The second question is particularly pressing, given that Gödel was, by his own admission, a realist in mathematics since 1925. Wouldn’t the uncompromising realism of the early Husserl’s Logical Investigations have been a more obvious choice for a Platonist like Gödel?

We want to suggest that the answer to the first question follows immediately from the answer to the second; and the third question can only be approached when an answer to the second has been given. We will present an answer to the second question and then see how it sheds light on the other two. To support our argument, we adduce unpublished material from the Gödel archive.

This is joint work with Juliette Kennedy (Mathematics, University of Helsinki)

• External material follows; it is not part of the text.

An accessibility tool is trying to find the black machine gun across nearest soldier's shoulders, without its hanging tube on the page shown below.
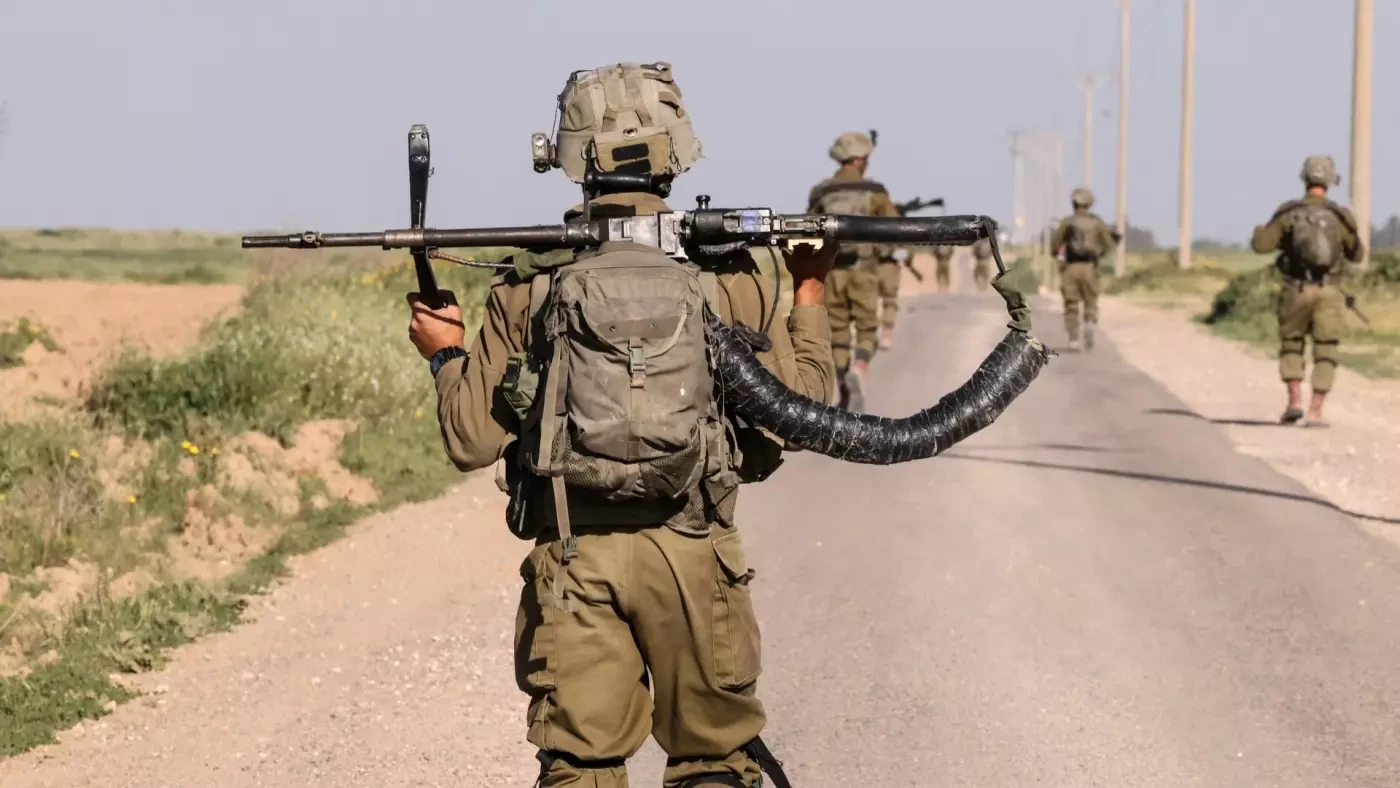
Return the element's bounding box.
[242,126,1005,275]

April 02, 2003, 6-7:30 PM in 234 Moses Hall

James Tappenden (University of Michigan)

The Riemannian Context of Frege’s Philosophy of Mathematics

Standard interpretations of Frege’s logicism take at face value a drastically oversimplified picture of nineteenth century mathematics. Against this background, Frege can easily seem to be outside the mathematical mainstream, and many commentators have recently concluded exactly this. This paper digs into the historical background to show that Frege (and nineteenth century foundations more generally) was more profoundly engaged with ongoing mathematics than has been realized. Among other things that are relevant to assessing the mathematical thrust of Frege’s work are a contrast between the Riemann-inspired “conceptual” style of Göttingen and the arithmetical style of Weierstrass and Berlin, differences between Riemann and Weierstrass on definitional practices, and the early applications in number theory of (what is now called in English) the theory of cyclotomic extensions. This historical background is not just interesting in its own right, but it also prompts a revised assessment of what Frege was trying to do in Grundlagen, and in turn suggests a reevaluation of the proper relation between the philosophy of mathematics and mathematical practice.

April 16, 2003, 6-7:30 PM in 234 Moses Hall

Oystein Innebo (University of Oslo, Norway)

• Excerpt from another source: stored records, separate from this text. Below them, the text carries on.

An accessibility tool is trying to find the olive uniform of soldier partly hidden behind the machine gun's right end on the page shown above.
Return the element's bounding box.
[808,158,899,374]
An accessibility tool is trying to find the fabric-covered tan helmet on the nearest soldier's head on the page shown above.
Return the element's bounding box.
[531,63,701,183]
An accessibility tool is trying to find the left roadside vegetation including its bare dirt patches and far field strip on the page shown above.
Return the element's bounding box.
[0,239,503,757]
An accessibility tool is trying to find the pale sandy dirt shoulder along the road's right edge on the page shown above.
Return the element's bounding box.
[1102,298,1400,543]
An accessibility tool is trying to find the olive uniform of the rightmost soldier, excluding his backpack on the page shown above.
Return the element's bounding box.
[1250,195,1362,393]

Neo-logicism and Impredicativity

The neo-logicist philosophy of arithmetic is based on Hume’s Principle (HP), which says that the number of Fs is identical to the number of Gs if and only if the Fs and the Gs can be one-to-one correlated. Let Frege Arithmetic (FA) be the second-order theory with HP as its sole non-logical axiom. FA can be shown to be technically adequate as a basis for arithmetic: It is consistent, and it allows us to interpret second-order Peano Arithmetic. But is it philosophically adequate? My paper discusses how the highly impredicative character of FA bears on the question of philosophical adequacy. I distinguish two dimensions of impredicativity involved in FA and prove that both are needed to establish that every number has a successor. I argue this dependence of the Successor Axiom on impredicative comprehension is both unnatural and probably circular. I therefore make an alternative proposal, which allows a purely predicative proof of the Successor Axiom.